Remodeling and Estimation for Sparse Partially Linear Regression Models

1Shandong University Qilu Securities Institute for Financial Studies and School of Mathematical Science, Shandong University, Jinan 250100, China
2Supercomputing Center, Shandong Computer Science Center, Jinan 250014, China
3College of Mathematics Science, Shandong Normal University, Jinan 250014, China

Received 11 October 2012; Accepted 14 December 2012

Academic Editor: Xiaodi Li

Copyright © 2013 Yunhui Zeng et al.

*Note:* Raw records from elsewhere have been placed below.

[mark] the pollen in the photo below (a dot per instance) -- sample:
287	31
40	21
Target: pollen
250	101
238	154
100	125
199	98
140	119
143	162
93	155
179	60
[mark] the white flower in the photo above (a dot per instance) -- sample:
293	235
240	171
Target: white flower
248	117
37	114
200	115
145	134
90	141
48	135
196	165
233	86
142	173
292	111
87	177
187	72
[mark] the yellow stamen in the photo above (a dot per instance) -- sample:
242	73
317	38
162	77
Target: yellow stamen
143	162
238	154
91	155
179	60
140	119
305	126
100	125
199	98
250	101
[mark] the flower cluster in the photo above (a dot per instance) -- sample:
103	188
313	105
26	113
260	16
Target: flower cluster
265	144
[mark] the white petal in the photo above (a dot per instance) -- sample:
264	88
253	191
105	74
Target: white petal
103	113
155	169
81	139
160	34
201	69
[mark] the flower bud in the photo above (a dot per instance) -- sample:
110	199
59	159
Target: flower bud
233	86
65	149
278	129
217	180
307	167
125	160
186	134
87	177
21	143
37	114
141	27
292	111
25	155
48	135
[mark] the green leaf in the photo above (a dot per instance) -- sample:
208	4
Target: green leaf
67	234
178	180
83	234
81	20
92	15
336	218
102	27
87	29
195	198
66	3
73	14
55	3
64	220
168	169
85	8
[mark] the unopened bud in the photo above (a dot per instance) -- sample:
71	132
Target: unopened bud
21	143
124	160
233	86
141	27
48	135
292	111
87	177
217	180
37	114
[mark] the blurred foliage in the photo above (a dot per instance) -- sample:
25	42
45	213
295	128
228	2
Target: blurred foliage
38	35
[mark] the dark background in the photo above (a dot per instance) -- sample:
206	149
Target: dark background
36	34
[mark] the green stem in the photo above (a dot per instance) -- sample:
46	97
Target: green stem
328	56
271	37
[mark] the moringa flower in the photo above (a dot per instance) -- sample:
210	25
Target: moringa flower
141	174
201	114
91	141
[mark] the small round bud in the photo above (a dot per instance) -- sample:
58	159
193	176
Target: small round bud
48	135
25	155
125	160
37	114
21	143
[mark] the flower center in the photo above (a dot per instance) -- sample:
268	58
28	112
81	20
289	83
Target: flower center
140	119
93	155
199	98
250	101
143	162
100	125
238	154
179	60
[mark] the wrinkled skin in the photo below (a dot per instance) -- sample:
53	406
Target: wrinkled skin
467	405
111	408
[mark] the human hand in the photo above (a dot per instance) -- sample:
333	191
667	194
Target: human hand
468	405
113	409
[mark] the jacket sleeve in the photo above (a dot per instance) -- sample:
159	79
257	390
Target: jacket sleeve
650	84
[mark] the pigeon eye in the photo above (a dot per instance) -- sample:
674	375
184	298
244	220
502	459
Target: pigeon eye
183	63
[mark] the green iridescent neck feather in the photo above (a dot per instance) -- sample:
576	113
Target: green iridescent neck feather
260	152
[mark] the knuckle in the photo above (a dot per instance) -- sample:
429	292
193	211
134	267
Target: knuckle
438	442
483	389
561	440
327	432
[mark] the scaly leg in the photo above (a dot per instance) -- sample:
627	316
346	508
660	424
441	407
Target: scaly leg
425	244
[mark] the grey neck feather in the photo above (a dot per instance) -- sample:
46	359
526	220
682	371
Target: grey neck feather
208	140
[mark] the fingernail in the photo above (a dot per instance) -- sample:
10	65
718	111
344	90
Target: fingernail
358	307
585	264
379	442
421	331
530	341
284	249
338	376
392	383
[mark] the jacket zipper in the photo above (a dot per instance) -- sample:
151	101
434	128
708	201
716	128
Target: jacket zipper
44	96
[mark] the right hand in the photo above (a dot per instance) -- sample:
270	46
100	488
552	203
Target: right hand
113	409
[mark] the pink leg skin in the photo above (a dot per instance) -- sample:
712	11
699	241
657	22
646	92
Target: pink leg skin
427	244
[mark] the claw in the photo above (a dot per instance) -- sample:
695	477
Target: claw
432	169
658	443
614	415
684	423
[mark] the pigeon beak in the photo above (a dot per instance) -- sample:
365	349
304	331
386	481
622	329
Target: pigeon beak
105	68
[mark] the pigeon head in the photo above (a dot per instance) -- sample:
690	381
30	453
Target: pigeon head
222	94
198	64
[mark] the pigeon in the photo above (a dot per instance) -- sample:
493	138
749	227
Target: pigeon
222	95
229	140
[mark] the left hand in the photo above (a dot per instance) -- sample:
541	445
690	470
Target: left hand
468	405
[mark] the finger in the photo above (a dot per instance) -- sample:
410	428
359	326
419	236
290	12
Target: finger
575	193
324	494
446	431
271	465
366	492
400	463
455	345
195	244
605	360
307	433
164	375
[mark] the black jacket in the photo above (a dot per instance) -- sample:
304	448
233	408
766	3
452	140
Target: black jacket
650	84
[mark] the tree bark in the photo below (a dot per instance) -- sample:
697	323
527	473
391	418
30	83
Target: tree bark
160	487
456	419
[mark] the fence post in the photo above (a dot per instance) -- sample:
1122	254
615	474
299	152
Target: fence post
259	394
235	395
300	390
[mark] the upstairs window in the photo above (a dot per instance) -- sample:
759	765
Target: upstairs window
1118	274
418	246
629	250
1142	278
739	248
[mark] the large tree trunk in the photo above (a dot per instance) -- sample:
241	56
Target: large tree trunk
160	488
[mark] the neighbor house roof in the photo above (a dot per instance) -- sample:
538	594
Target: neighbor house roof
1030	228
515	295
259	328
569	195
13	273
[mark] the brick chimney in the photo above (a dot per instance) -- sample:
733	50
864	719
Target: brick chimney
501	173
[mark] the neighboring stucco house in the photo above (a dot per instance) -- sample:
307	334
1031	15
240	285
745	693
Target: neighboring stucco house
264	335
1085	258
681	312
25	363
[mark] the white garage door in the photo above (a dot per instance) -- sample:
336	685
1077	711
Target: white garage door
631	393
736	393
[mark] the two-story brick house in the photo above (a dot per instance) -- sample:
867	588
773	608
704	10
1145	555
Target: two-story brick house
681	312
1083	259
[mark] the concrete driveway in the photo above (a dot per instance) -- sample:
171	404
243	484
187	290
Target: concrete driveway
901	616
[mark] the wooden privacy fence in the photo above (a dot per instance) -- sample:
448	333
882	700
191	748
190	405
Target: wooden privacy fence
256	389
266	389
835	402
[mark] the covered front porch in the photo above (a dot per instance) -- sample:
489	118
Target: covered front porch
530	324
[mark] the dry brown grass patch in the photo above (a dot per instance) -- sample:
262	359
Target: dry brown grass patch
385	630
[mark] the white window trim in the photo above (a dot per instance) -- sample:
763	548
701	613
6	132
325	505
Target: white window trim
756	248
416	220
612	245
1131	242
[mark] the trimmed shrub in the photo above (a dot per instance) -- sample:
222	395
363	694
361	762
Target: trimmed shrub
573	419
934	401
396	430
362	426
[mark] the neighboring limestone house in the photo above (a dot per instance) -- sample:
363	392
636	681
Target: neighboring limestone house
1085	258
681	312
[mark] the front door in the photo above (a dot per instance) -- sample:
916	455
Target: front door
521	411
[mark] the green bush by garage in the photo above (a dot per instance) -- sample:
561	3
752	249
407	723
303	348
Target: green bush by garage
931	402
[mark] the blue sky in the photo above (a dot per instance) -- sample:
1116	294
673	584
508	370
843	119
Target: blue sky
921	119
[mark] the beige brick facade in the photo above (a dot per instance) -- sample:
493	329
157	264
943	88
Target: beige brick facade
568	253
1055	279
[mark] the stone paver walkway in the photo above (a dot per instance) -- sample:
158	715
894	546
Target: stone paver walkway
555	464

This is an open access article distributed under the Creative Commons Attribution License, which permits unrestricted use, distribution, and reproduction in any medium, provided the original work is properly cited.

Abstract

When the dimension of covariates in the regression model is high, one usually uses a submodel as a working model that contains significant variables. But it may be highly biased and the resulting estimator of the parameter of interest may be very poor when the coefficients of removed variables are not exactly zero. In this paper, based on the selected submodel, we introduce a two-stage remodeling method to get the consistent estimator for the parameter of interest. More precisely, in the first stage, by a multistep adjustment, we reconstruct an unbiased model based on the correlation information between the covariates; in the second stage, we further reduce the adjusted model by a semiparametric variable selection method and get a new estimator of the parameter of interest simultaneously. Its convergence rate and asymptotic normality are also obtained. The simulation results further illustrate that the new estimator outperforms those obtained by the submodel and the full model in the sense of mean square errors of point estimation and mean square prediction errors of model prediction.